In preparation for the gala release of In the Land of the Head Hunters in 1914, Edward Curtis commissioned an original orchestral score, which we now believe to be the earliest surviving complete score for a silent feature film. The project to restore the film was driven in large measure by the discovery of this score at the Getty Research Institute.
As part of his larger ethnological salvage project, Curtis routinely made wax cylinder recordings of Native American music with his photographic subjects (a large number of these are preserved today at the Archive of Traditional Music at Indiana University, Bloomington). The volumes of his North American Indian book series frequently include transcriptions of these, many produced by the ethnomusicologist and composer Henry Gilbert. Around 1910, Curtis made a number of recordings of Kwakwaka’wakw songs (see "Music Samples" section), some of which are transcribed in Volume Ten, The Kwakiutl.
In 1911-1912, Curtis produced and toured “The Vanishing Race”—what he called a “Picture Opera” or “Musicale”—a commercial entertainment featuring an in-person lecture by Curtis set to a dissolving slide show enhanced by short motion pictures, elaborate stage sets, and fancy lighting effects. To accompany his show, Curtis commissioned Henry Gilbert to write a musical score based on the wax cylinder recordings he had made among various groups; these included a series of pieces based on Northwest Coast music. Though intended to raise funds for the book project, the Musicale was a financial failure, and Curtis and Gilbert had a falling out over long unpaid bills.
Thus, in 1914, Curtis could not rely on Gilbert to compose an ambitious score for Head Hunters. Instead, he turned to John J. Braham, a New York-based conductor and arranger long associated with American Gilbert and Sullivan opera productions (see “Braham bio” below). Braham was also a composer who had, in fact, just completed a score for a 1913 film version of Hiawatha, a story that directly influenced the narrative of Head Hunters. Perhaps based on exposure to this film, Curtis commissioned Braham to score his own film, and it is likely that Curtis maintained his practice of supplying Braham with the wax cylinder recordings of Kwakwaka’wakw songs to “inspire” the film score. The film’s premiere screenings were heavily advertised at the time as featuring “Native music symphonized,” one component of the larger claim to cultural authenticity based on the use of an all-Native cast and on-location shooting. However, it seems as if this particular pronouncement was a hollow promotional tool, as there is little if any trace of the Kwakwaka’wakw sources in Braham’s final score for Head Hunters. Nonetheless, Braham’s score clearly embodies Curtis’s ambitions for his film in its blending of melodramatic, pop-culture musical clichés—the familiar thrum of the “tom-toms”—with “high-art” aspirations.

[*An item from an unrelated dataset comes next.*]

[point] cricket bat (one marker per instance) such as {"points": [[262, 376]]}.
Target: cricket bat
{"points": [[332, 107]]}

Though the film may have received limited distribution in 1915, we do not know if the score traveled with it. By the time the film was located and re-edited into In the Land of the War Canoes in the 1970s, the score was presumed lost. Within the two decades after Curtis’s death in Los Angeles in 1952, various area archives obtained portions of his estate. The Getty Research Institute acquired many boxes of sheet music composed by Henry Gilbert for the Musicales. In amongst these were a couple of files labeled “The Head Hunters,” containing Braham’s score for the film, which Aaron Glass discovered during his dissertation research. This project marks their restoration and public presentation for the first time since 1914.
Both John Braham's original 1914 manuscript score for Head Hunters and David Gilbert's 2008 transcription are available in complete form through the Getty Research Institute's online library.